The Securities and Exchange Commission (SEC) has given companies permission to offer and sell securities through crowdfunding under Title III of the Jobs Act. Companies that want to offer and sell via crowdfunding should speak with a business law attorney who can help them navigate the process.
Crowdfunding is a Growing Trend
Crowdfunding is a creative and innovative way for businesses to raise capital. Entrepreneurs can utilize the internet or social media to connect with investors. Startup companies and individuals can visit popular crowdfunding websites, such as Kickstarter, GoFundMe, and Indigogo and find investors who want to fund business projects that have a purpose or potential to succeed.
Crowdfunding is becoming more popular with both entrepreneurs and investors. Entrepreneurs are seeking other ways to find funding, and crowdfunding is the answer for many of them. Over the years, crowdfunding has proven to be a viable alternative to receiving or investing money. Trends show it is not going away no time soon, and many financial experts predict it will be the next major investment trend for many people in business.
SEC Recommendations for Offering and Selling Securities via Crowdfunding
The new SEC rules and provisions involving crowdfunding give startups and small business owners additional ways to grow their businesses and provide investors with protection. Businesses need to become familiar with the SEC recommendations of offering and selling securities through crowdfunding. The SEC has released new recommendations and rules.
The recommended rules would, among other things, enable individuals to purchase securities in equity crowdfunding offerings subject to certain limits, require companies to disclose certain information about their businesses and securities offerings, and create a regulatory framework for the intermediaries facilitating crowdfunding transactions. More specifically, the recommended rules would permit a company to raise a maximum aggregate amount of $1 million through crowdfunding offerings in a 12-month period. They would permit individual investors, over a 12-month period, to invest in the aggregate across all equity crowdfunding offerings up to:
- If either their annual income or net worth is less than $100,000, than the greater of: $2,000 or 5% of the lesser of their annual income or net worth.

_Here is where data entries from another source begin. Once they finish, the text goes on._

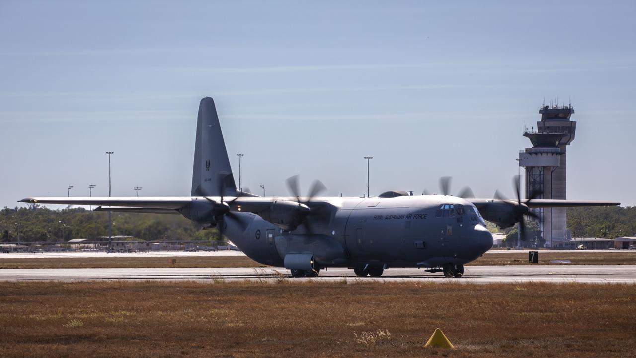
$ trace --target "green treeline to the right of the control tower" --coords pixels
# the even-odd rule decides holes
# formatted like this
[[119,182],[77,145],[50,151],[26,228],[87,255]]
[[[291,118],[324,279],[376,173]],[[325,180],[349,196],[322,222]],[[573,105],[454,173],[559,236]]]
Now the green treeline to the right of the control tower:
[[636,206],[598,206],[569,208],[567,228],[573,238],[614,239],[636,235]]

- If both their annual income and net worth are equal to or more than $100,000, 10% of the lesser of their annual income or net worth;
- During the 12-month period, the aggregate amount of securities sold to an investor through all crowdfunding offerings may not exceed $100,000.
Under the recommended rules, certain companies would not be eligible to use the exemption. Ineligible companies would include:
- Non-U.S. companies,
- Exchange Act reporting companies,
- Certain investment companies,
- Companies that are subject to disqualification under Regulation Crowdfunding,
- Companies that have failed to comply with the annual reporting requirements under Regulation
- Crowdfunding during the two years immediately preceding the filing of the offering statement, and companies that have no specific business plan or have indicated that their business plan is to engage in a merger or acquisition with an unidentified company or companies.
Get Better Understanding and Legal Advice
Companies that follow these recommendations to conduct an equity crowdfunding offer must file specific information with the SEC. In addition, companies are required to provide this information to potential investors and the intermediary facilitating the over. Before offering and selling securities, it is wise to seek the counsel of a well-versed business law attorney who understands the new laws regarding offering and selling securities through crowdfunding.